Similar data emerged in a large retrospective cohort study of the VA healthcare system, which assessed the relationship between SVR and hepatocellular carcinoma (HCC) risk in 62,354 patients with HCV receiving antiviral therapy between 1999 and 2015. In patients who received either DAA therapy or interferon therapy, SVR was associated with a marked reduction in the risk of HCC compared with no SVR (SVR with a DAA regimen was associated with 71% decrease in HCC risk). This reduction in risk was observed regardless of cirrhosis status. Of interest, the adjusted HR for HCC was similar if the patients achieved SVR with interferon (0.32) or DAAs (0.29).

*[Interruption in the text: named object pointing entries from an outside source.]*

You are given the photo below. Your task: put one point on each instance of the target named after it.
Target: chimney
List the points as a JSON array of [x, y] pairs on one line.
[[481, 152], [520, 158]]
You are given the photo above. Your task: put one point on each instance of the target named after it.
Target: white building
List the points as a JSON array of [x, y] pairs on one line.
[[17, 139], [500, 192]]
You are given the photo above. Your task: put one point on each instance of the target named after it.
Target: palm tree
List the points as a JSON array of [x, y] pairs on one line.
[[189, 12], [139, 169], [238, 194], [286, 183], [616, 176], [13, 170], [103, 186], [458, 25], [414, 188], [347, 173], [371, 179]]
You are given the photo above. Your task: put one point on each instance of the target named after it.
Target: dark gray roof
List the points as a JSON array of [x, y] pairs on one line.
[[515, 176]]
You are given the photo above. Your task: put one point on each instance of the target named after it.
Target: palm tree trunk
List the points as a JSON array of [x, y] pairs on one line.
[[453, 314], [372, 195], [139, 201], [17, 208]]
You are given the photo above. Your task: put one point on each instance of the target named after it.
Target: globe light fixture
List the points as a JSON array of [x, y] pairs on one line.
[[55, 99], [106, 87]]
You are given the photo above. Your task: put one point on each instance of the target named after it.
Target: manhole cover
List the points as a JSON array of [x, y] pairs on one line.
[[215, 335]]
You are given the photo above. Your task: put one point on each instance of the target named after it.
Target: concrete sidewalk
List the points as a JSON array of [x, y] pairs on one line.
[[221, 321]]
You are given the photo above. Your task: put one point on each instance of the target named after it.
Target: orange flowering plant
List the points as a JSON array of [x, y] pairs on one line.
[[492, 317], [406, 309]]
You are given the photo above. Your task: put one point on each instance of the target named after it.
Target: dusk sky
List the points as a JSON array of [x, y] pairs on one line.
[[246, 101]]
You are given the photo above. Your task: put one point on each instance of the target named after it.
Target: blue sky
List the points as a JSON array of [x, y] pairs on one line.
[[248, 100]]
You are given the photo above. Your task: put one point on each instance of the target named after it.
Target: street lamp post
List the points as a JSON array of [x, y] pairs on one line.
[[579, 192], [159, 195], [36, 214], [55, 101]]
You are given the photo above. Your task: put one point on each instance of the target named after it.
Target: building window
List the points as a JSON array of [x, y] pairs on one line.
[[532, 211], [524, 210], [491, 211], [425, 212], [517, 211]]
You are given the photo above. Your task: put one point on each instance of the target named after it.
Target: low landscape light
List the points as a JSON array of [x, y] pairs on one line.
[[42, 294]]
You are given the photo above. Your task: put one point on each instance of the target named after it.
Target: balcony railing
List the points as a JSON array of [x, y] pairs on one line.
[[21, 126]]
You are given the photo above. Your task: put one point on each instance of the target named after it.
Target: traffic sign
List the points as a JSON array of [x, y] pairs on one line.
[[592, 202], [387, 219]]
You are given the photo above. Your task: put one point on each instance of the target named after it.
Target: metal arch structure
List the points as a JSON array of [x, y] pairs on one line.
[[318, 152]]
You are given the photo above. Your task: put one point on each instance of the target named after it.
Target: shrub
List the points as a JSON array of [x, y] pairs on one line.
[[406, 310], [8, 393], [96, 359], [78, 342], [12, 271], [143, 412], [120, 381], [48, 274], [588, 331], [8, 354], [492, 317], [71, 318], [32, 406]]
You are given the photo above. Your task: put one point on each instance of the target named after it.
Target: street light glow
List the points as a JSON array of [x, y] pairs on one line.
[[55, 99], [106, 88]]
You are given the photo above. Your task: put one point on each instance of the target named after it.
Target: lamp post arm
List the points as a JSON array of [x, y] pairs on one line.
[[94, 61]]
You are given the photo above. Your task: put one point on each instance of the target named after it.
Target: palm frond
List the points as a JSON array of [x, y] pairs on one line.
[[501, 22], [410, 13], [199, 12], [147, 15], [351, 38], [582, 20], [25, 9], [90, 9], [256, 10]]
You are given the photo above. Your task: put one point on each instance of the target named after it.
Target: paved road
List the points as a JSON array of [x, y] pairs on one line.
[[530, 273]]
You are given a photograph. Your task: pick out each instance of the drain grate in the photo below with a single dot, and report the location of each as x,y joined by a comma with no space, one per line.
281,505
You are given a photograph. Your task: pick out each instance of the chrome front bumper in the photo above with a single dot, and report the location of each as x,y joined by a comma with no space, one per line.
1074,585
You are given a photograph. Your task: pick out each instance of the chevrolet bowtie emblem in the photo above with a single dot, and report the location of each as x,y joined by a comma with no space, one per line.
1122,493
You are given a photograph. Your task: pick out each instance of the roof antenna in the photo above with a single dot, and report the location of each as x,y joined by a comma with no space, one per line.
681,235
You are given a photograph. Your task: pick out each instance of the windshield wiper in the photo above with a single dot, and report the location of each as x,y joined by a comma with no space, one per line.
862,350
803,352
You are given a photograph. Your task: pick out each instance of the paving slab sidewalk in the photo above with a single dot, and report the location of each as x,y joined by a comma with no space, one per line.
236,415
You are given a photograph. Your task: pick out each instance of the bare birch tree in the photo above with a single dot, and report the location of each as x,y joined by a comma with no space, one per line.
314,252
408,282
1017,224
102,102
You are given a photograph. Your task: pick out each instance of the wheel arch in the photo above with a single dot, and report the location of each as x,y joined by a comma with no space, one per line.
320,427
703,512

Another study from the VA assessed mortality risk in patients with HCV who had advanced chronic liver disease (N = 15,059). Of importance, patients who achieved SVR had a 79% reduced risk of mortality and 85% reduced risk of HCC.
Take-home Points
These data collectively give us more confidence that DAAs are delivering on their promise - that treating patients with HCV does, in fact, reduce their risk of death and liver cancer, even among cirrhotics. This is particularly important given the controversy that was raised about a possible association of cancer with DAAs. As we continue to accumulate data, we hope to expand treatment to move toward the World Health Organization elimination goal of reducing mortality from viral hepatitis by 65% by the year 2030. These data suggest that we are on the right track.